The present study had several limitations. The use of retrospective data from the MIMIC-III database (2001–2012) might not capture the current clinical activities due to the implementation of the ACG24 guidelines. Also, the use of structured electronic health record data may not be able to capture the entire spectrum of the decision-making process in the management of AP. It should be mentioned that this study tested Gemini at a given moment in time without considering the fast-paced progress of AI systems. Furthermore, we did not explore the performance of the model in real-world clinical environments or its effects on treatment results. These are important areas that require further investigation through prospective studies.

While our use of 2001–2012 MIMIC-III data with 2024 guidelines represents a limitation, the fundamental management principles of AP have remained relatively stable. The main differences in recent guidelines relate to refinements in timing and patient selection rather than paradigm shifts in care. Nevertheless, evaluation with contemporary datasets should be performed as newer MIMIC versions with complete longitudinal data become available.

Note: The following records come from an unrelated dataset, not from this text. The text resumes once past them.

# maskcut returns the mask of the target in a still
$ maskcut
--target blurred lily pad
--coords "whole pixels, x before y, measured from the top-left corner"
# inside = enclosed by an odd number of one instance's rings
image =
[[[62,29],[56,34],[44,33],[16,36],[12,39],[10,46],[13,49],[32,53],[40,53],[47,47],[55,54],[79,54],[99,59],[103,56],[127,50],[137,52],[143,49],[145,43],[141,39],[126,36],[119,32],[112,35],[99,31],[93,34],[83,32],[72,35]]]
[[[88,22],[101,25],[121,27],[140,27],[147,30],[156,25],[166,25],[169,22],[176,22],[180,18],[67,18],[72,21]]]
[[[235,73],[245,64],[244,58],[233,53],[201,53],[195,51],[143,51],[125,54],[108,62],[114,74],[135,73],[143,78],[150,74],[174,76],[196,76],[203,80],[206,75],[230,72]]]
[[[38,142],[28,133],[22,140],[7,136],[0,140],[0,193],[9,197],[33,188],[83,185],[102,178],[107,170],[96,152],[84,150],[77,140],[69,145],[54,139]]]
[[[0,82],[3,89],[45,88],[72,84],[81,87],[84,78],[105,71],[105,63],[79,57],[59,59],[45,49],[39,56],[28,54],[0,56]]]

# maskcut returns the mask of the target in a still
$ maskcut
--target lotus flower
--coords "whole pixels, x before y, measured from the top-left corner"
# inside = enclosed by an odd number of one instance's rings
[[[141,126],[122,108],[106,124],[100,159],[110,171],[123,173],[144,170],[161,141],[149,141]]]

The observed accuracy rates of 78–85% across key management domains suggest utility in resource-limited settings where specialist expertise is unavailable. In these contexts, AI-based decision support could help standardize care and improve adherence to evidence-based guidelines, potentially reducing variation in outcomes and unnecessary interventions or transfers.

5. Conclusions

The Gemini model achieved 78–85% accuracy in determining pancreatitis severity and adherence to treatment guidelines, though it showed lower accuracy in nutrition timing recommendations compared to other parameters. These findings suggest that artificial intelligence-based clinical decision support systems can provide rapid, consistent, and guideline-concordant recommendations. Such tools are likely to be most valuable when deployed in collaborative scenarios with clinicians, particularly in settings with limited specialist expertise or for standardizing care protocols. Further research using contemporary datasets and prospective validation in clinical environments is needed to refine these systems and optimize their integration into clinical workflows.